7. Frameworks

This section documents the frameworks that available for solving unconstrained composite optimization problems. For simplicity, we only list the parameter inputs that affect the behavior of the framework for a fixed optimization problem. All other inputs should be passed from the model object that is calling the framework.

Note

All frameworks have a parameter i_logging that, when set to true, will log the function value, (inner) iteration number, and time at each (outer) iteration. These values are then added to the history struct that is output by each framework.

src.frameworks.AIDAL(~, oracle, params)

An accelerated inexact dampened augmeneted Lagrangian (AIDAL) framework for solving a nonconvex composite optimization problem with linear constraints

Note

Based on the paper:

TBD

Parameters
  • oracle (Oracle) – The oracle underlying the optimization problem.

  • params (struct) – Contains instructions on how to call the framework.

Returns

A pair of structs containing model and history related outputs of the solved problem associated with the oracle and input parameters.

src.frameworks.IAIPAL(~, oracle, params)

An inner accelerated proximal inexact augmeneted Lagrangian (IAPIAL) framework for solving a nonconvex composite optimization problem with convex (linear or nonliner) cone constraints.

Note

Based on the papers:

[1] Melo, J. G., & Monteiro, R. D. (2020). Iteration-complexity of an inner accelerated inexact proximal augmented Lagrangian method based on the classical Lagrangian function and a full Lagrange multiplier update. arXiv preprint arXiv:2008.00562.

[2] Kong, W., Melo, J. G., & Monteiro, R. D. (2020). Iteration-complexity of a proximal augmented Lagrangian method for solving nonconvex composite optimization problems with nonlinear convex constraints. arXiv preprint arXiv:2008.07080.

Parameters
  • oracle (Oracle) – The oracle underlying the optimization problem.

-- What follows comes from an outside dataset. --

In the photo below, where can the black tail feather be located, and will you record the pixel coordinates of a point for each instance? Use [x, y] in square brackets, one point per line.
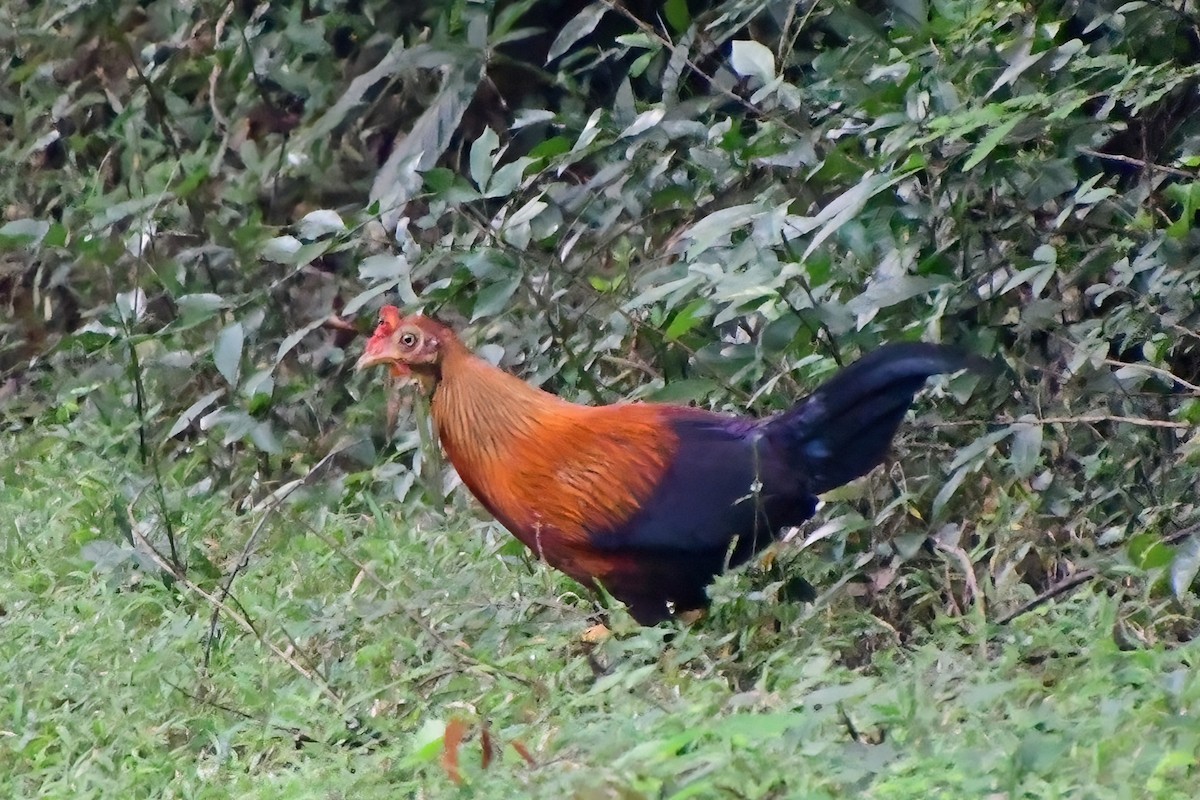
[844, 428]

  • params (struct) – Contains instructions on how to call the framework.

Returns

A pair of structs containing model and history related outputs of the solved problem associated with the oracle and input parameters.

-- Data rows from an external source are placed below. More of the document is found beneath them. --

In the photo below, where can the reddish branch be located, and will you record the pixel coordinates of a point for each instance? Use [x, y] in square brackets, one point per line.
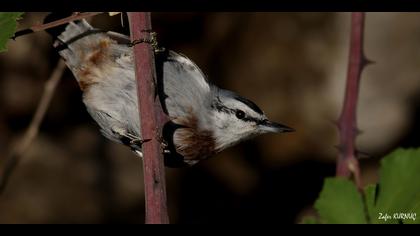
[347, 161]
[151, 116]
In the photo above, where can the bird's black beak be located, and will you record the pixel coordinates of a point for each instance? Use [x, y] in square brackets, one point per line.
[273, 127]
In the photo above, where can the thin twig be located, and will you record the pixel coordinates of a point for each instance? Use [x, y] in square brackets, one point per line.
[347, 163]
[20, 148]
[151, 120]
[36, 28]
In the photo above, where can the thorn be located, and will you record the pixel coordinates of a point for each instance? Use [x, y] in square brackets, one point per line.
[339, 147]
[358, 131]
[362, 155]
[366, 61]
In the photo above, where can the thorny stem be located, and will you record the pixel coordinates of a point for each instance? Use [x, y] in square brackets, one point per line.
[347, 163]
[20, 148]
[151, 115]
[36, 28]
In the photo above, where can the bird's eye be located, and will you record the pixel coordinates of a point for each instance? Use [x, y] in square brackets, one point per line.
[240, 114]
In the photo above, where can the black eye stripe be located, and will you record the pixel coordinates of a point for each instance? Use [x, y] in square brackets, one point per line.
[221, 108]
[250, 104]
[240, 114]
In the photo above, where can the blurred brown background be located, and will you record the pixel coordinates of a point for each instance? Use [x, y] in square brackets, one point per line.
[293, 65]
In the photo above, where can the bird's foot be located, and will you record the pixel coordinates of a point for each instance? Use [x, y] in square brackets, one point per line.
[152, 41]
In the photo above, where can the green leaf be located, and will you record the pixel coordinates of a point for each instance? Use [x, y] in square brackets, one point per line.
[413, 216]
[370, 192]
[340, 203]
[399, 185]
[7, 27]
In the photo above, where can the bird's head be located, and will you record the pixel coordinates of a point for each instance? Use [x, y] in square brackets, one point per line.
[236, 119]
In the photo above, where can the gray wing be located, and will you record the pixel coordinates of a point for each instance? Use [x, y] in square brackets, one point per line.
[187, 90]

src.frameworks.iALM(~, oracle, params)

An inexact augmented Lagrangian method (iALM) for solving a nonconvex composite optimization model with nonlinear equality constraints, i.e. \(g(x) = 0\).

Note

Based on the paper:

Li, Z., Chen, P. Y., Liu, S., Lu, S., & Xu, Y. (2020). Rate-improved inexact augmented Lagrangian method for constrained nonconvex optimization. arXiv preprint arXiv:2007.01284.

Parameters
  • oracle (Oracle) – The oracle underlying the optimization problem.

  • params (struct) – Contains instructions on how to call the framework.

Returns

A pair of structs containing model and history related outputs of the solved problem associated with the oracle and input parameters.

src.frameworks.penalty(solver, oracle, params)

A quadratic penalty-based framework for solving a nonconvex composite optimization model with linear set constraints, i.e. \(g(x)=Ax\) where \(A\) is a linear operator.

Note

Based on the paper:

Kong, W., Melo, J. G., & Monteiro, R. D. (2020). An efficient adaptive accelerated inexact proximal point method for solving linearly constrained nonconvex composite problems. Computational Optimization and Applications, 76(2), 305-346.

Parameters
  • solver (function handle) – A solver for unconstrained composite optimization.

  • oracle (Oracle) – The oracle underlying the optimization problem.

  • params (struct) – Contains instructions on how to call the framework.

Returns

A pair of structs containing model and history related outputs of the solved problem associated with the oracle and input parameters.

src.frameworks.sProxALM(~, oracle, params)

A smoothed proximal augmented Lagrangian method (s-Prox-ALM) for solving a nonconvex composite optimization model with linear constraints, where the composite term is the indicator of a polyhedron.

Note

Based on the paper:

Zhang, J., & Luo, Z. (2020). A global dual error bound and its application to the analysis of linearly constrained nonconvex optimization. arXiv preprint arXiv:2006.16440.

Parameters
  • oracle (Oracle) – The oracle underlying the optimization problem.

  • params (struct) – Contains instructions on how to call the framework.

Returns

A pair of structs containing model and history related outputs of the solved problem associated with the oracle and input parameters.